Sudden Prose Reprints: section 3 of "Torso in the Window" by Ágnes Lehóczky


There are two confessionals in that baroque church, remember? He always queues at the one at the back, the one in shadow. He always disappears so quietly and diplomatically then reappears from the dark as if he was never gone. Into the dusk of the wooden, carved, ornamented box. Coarse coughing gives him away. The evening sieves through its grid between the forgiver, the forgiven. This Sunday morning, you say, one of them is out of order. There is heavy breathing, panting, snoring streaming out of the fissures of the wood. Attention flies out of the building. The priest’s words, disoriented, circulate like the bat’s flight we woke to one summer night, adrift in its circular voyage on our ceiling unable to find an exit. The vet says it might have nested in the invisible cavern behind the pelmet and perhaps by now brought forth a bat family. The ladder he uses is several metres long, he leans it upright, against his own reflection in the window. Directing it towards the sky. He requests silence. Gently tapping along the curtain rod centimetre by centimetre for something as soft, inept, dormant as a dream.

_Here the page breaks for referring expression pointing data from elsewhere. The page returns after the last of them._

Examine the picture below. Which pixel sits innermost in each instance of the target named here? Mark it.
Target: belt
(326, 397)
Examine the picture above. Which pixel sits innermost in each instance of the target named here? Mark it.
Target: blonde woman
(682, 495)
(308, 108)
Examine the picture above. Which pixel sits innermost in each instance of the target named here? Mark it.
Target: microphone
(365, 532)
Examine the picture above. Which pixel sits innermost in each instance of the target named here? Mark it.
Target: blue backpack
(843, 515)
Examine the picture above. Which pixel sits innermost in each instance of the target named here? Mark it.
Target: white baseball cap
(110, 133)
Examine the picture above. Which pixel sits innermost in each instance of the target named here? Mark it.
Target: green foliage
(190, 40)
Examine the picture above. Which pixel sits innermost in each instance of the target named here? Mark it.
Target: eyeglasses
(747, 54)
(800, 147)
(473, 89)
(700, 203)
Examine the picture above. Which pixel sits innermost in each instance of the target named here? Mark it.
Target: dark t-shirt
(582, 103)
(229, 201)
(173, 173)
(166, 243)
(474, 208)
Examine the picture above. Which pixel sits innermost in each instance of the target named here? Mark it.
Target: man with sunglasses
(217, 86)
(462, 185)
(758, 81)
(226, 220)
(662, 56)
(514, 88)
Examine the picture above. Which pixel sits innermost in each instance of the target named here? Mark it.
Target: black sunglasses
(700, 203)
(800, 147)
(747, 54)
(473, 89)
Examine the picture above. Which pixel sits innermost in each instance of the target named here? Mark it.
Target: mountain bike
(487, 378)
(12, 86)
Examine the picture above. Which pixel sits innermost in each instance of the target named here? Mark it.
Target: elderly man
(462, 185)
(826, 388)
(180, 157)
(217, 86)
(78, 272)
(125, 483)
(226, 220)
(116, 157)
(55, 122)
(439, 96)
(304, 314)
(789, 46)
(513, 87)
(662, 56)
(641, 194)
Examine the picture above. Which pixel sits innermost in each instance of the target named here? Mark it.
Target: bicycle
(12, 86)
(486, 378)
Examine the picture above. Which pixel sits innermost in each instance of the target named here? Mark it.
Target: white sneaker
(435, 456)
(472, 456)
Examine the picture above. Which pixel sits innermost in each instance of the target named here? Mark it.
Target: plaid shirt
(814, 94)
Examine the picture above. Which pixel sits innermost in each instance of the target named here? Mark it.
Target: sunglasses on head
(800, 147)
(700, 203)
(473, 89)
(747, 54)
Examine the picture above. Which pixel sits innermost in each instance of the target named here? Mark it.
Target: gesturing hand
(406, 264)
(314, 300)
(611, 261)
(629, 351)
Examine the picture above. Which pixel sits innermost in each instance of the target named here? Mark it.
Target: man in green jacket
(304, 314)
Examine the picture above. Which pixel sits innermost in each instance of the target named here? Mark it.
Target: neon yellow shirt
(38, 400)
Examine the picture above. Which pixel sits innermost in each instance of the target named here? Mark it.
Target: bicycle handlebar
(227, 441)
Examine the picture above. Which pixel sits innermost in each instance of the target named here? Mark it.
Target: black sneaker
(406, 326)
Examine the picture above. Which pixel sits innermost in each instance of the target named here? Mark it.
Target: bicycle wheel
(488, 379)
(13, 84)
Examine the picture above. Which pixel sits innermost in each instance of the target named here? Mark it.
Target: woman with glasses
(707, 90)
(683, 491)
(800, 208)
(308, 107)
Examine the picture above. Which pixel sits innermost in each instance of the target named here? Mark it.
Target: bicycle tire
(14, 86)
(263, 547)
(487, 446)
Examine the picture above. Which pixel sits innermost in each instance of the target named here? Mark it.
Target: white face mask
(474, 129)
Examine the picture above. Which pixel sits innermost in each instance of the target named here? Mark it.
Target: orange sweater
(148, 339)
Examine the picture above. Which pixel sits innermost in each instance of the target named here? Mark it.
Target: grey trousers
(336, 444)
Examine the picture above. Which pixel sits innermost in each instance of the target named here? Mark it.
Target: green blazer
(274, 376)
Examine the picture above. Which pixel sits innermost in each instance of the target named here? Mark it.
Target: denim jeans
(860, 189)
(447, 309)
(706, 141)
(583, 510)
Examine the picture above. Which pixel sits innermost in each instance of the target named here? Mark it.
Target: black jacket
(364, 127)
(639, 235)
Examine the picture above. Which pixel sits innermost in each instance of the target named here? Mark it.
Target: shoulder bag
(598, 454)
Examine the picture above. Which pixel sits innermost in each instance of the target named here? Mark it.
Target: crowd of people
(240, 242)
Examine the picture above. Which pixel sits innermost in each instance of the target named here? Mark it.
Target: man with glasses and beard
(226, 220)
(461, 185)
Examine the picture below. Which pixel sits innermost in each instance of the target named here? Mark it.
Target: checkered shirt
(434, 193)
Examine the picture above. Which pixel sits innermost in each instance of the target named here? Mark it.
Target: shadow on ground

Ágnes Lehóczky is an Hungarian-born poet and translator. Her first full collection, Budapest to Babel, was published by Egg Box in 2008; her second one, Rememberer in 2012 (Egg Box) includes "Torso in the Window". Her collection of essays on the poetry of Ágnes Nemes Nagy, Poetry, the Geometry of Living Substance, was published in 2011 by Cambridge Scholars. She currently teaches creative writing at the University of Sheffield.


Robuscus said...

What makes this successful as a prose poem? Well, in Lehoczky's case, it has to be his vast hold on poetic language. "Evening sieves through its grid", disoriented words circulating like a bat's flight, "soft, inept dormant as a dream"; these words are just so flowing, and gentle and imaginative. There's something generally relaxing and soothing about this way of writing, almost like something you could read to a child to help them sleep. The overall tone is just so peaceful and quiet. Very successful if you're into that kind of thing.

Ben said...

‘Torso in the Window’ is a successful prose poem simply because the language that Lehoczky uses is very poetic and grandiose, but is presented as prose instead of lines. She also uses some poetic techniques, but subtly, such as rhyme with ‘flight’ and ‘night’, and the simile of the bat’s flight. Often prose poems seem to make an effort to be particularly obscure or experimental in order to distinguish themselves as entirely separate from both prose and line poetry, however I believe that Lehoczky has crafted a successful prose poem simply by writing a passage of prose poetically.